U.S. rulers’ worries over the Pentagon’s ability to field a reliable military harkens back to the mass GI rebellion during the Vietnam War. Writing in the June 1971 Armed Forces Journal, Col. Robert Heinl, a Marine historian, described it as “The Collapse of the Armed Forces.” And it was a massive collapse:
• Heinl reported that sedition “infests the Armed Services….There appear to be some 144 underground newspapers…at U.S. military bases in this country and overseas.”
• “Fragging” — the hurling of fragmentation grenades at officers — was common. GI’s raised bounties of up to $1,000 for leaders they wanted to rub out. Requests were published in the GIs’ underground papers.
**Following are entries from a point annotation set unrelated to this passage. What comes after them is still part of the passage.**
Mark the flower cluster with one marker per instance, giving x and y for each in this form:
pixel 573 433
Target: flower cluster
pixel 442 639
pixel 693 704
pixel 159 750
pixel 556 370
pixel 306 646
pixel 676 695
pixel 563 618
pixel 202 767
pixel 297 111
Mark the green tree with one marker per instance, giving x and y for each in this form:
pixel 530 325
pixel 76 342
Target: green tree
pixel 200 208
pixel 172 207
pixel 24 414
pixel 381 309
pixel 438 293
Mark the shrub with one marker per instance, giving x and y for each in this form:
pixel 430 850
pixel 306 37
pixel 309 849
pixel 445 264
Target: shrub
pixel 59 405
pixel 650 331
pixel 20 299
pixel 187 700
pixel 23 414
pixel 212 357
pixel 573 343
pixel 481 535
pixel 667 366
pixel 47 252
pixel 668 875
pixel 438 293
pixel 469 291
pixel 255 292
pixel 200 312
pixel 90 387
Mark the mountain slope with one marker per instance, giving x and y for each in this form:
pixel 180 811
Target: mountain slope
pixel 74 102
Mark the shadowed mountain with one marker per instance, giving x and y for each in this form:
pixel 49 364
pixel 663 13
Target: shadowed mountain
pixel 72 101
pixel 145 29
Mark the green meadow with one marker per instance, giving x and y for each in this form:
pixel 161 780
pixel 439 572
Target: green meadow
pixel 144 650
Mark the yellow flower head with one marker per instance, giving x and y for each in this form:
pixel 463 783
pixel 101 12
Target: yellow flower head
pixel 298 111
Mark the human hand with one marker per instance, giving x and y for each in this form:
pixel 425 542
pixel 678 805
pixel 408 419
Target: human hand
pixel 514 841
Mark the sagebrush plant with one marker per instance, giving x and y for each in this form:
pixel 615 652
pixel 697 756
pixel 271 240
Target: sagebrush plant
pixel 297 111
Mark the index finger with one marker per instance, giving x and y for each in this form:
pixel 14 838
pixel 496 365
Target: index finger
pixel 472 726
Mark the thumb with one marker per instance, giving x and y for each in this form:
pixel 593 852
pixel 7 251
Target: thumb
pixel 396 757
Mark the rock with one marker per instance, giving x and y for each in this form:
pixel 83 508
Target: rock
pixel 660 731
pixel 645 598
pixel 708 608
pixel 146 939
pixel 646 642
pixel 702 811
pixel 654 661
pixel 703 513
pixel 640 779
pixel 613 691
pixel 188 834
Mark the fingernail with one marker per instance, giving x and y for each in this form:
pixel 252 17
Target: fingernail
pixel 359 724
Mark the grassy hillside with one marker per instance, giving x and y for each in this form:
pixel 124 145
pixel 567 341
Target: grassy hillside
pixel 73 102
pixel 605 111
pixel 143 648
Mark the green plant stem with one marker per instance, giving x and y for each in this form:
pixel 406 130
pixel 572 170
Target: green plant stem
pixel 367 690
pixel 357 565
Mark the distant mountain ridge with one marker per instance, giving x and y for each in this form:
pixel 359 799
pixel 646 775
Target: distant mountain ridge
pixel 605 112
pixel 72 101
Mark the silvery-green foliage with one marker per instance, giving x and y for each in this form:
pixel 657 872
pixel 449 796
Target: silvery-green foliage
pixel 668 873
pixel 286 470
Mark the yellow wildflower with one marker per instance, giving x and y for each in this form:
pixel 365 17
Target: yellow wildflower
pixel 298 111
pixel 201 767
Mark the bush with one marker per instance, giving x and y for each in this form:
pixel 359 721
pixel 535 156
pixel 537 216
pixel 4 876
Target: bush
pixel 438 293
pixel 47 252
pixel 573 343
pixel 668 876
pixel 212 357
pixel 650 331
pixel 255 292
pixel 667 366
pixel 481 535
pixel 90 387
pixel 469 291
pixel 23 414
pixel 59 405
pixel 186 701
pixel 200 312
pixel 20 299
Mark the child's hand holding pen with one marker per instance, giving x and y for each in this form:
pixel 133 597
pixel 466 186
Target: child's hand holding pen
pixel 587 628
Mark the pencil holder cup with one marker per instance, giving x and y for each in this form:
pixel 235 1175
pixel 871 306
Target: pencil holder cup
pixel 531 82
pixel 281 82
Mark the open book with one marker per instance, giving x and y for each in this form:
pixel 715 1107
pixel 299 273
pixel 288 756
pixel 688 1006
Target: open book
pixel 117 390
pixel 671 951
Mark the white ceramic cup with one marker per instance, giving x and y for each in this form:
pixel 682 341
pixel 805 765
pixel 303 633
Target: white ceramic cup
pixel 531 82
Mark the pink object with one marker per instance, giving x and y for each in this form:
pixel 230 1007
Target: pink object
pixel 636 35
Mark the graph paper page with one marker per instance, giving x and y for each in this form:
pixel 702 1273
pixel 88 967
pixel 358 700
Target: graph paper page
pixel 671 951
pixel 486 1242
GI Says publicly offered a $10,000 bounty on the lieutenant colonel who led the costly assault on Hamburger Hill in 1969. In 1970 alone, the Pentagon reported 209 fraggings.
• In October, when the USS Kitty Hawk was ordered to return to the Philippines’ Subic Bay, black sailors led a major rebellion, including hand-to-hand battle with Marines sent to break up a meeting on board. The ship was forced to retire to San Francisco for a “6-month re-fitting job” and was removed from the war altogether.
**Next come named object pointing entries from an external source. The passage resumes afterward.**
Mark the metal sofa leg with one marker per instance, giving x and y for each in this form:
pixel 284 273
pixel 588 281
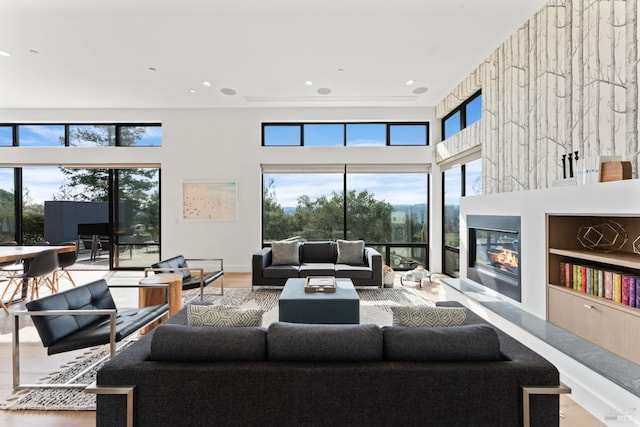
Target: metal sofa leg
pixel 529 390
pixel 125 390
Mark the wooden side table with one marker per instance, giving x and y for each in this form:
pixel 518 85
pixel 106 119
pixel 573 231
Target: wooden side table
pixel 150 294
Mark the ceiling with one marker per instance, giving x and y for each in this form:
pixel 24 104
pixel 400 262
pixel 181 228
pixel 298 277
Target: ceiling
pixel 157 54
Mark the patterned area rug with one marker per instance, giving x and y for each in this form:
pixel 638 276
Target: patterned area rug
pixel 375 303
pixel 375 307
pixel 74 399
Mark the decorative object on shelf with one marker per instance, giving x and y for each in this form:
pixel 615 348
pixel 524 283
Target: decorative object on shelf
pixel 636 245
pixel 615 171
pixel 607 236
pixel 570 165
pixel 388 276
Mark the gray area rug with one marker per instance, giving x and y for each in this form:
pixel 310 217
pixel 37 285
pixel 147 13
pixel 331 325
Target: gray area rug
pixel 375 307
pixel 375 303
pixel 50 399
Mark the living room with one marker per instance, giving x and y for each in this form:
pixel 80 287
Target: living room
pixel 209 135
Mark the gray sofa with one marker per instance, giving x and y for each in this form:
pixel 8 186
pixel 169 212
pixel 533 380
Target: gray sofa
pixel 319 375
pixel 317 259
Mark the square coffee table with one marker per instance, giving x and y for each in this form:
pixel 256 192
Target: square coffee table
pixel 297 306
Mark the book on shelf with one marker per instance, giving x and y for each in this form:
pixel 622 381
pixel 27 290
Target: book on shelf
pixel 625 288
pixel 617 287
pixel 608 284
pixel 600 283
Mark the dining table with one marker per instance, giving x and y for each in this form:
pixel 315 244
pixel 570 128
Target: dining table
pixel 26 254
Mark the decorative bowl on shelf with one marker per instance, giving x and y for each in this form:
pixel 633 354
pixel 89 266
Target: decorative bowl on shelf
pixel 606 236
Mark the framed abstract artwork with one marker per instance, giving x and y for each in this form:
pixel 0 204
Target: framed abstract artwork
pixel 210 200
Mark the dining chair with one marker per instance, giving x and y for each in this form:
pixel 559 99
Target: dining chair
pixel 9 268
pixel 66 259
pixel 40 273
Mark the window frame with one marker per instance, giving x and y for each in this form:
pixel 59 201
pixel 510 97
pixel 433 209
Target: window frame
pixel 388 126
pixel 387 245
pixel 462 109
pixel 117 125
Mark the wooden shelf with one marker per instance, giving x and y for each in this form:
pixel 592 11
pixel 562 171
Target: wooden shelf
pixel 597 299
pixel 609 324
pixel 621 259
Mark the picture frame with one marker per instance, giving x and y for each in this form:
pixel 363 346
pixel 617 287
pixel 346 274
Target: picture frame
pixel 210 200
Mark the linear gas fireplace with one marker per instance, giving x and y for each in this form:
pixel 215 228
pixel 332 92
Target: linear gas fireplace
pixel 494 253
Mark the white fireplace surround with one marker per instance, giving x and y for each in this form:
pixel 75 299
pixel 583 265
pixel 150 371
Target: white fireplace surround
pixel 608 198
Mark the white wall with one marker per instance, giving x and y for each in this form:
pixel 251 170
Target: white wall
pixel 608 198
pixel 223 144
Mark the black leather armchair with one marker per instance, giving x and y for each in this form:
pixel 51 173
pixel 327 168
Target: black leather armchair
pixel 81 317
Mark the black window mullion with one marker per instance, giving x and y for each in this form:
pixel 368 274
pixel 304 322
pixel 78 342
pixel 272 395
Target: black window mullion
pixel 344 203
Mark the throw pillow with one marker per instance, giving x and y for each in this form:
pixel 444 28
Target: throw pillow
pixel 285 253
pixel 351 252
pixel 429 316
pixel 222 316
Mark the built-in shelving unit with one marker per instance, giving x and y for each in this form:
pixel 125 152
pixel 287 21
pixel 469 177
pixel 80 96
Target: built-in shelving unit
pixel 607 323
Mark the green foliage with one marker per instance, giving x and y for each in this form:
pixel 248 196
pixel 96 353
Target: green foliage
pixel 323 218
pixel 7 215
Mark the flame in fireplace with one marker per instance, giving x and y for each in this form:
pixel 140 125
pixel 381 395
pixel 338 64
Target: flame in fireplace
pixel 506 257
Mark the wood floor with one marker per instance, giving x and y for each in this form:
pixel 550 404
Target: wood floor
pixel 36 364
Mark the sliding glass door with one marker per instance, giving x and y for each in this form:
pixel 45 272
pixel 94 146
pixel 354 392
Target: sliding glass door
pixel 136 217
pixel 113 214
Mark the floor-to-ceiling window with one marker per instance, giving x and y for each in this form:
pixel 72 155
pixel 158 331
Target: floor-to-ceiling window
pixel 452 191
pixel 118 207
pixel 7 205
pixel 458 181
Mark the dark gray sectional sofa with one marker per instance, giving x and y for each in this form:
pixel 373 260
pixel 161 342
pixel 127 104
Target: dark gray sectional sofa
pixel 321 375
pixel 317 259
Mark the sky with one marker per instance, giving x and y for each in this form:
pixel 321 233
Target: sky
pixel 409 189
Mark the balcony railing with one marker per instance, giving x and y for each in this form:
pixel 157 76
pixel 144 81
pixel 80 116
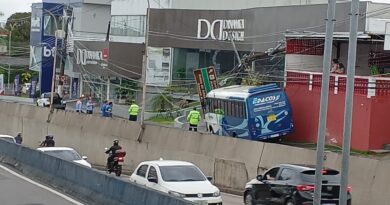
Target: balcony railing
pixel 364 85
• By November 1972, five giant aircraft carriers were tied up in San Diego, forced out of combat in the Gulf of Tonkin by crews involved in anti-war activities. When the USS Ranger was ordered into action in June 1972, 20 acts of sabotage culminated in the destruction of the main reduction gear, delaying its sailing for more than four months. When the ship made it back to the Gulf of Tonkin, sailors disabled it once again by deliberately setting it on fire, the sixth major disaster in the Seventh Fleet in a five-week period.
• Sailors on the USS Coral Sea organized a “Stop Our Ship” (SOS) movement, forcing its return to San Francisco. SOS then spread to the USS Enterprise through its underground paper.
• By the end of 1971, resistance was intensifying to the point that U.S. commanders ran short of reliable ground troops to send into battle. When President Richard Nixon resorted to massive air power, launching a 12-day, all-out bombardment of much of North Vietnam, individual pilots refused to participate. The super-secret 6990th Air Force Security Service unit staged a work stoppage bordering on open mutiny. During the stoppage, according to Seymour Hersh’s The Price of Power, there were cheers whenever a B-52 was shot down by the Vietnamese.
• In March 1972, when the USS Midway was ordered to leave San Francisco for Vietnam, protests and sabotage swept the ship. Crewmen spilled 3,000 gallons of oil into San Francisco Bay (San Francisco Chronicle, 5/24/72).
• “Search and evade” — avoidance of combat by units in the field — became a virtual principle of the war.
• Between July 1, 1966 and December 31, 1973, there were 503,926 “incidents of desertion” (NY Times, 8/20/74). In 1970 alone, the Army recorded 65,643 deserters, the rough equivalent of four infantry divisions.
These incidents are only a sampling of the massive resistance and rebellion by GIs during the Vietnam War. Books have since described what was largely kept from the U.S. population. As Colonel Heinl reported in his “Collapse” article, these “widespread conditions among American forces in Vietnam…have only been exceeded in this century…by the collapse of the Tsarist armies in 1916 and 1917” in the Russian Revolution.
What GIs did in the past can be done again.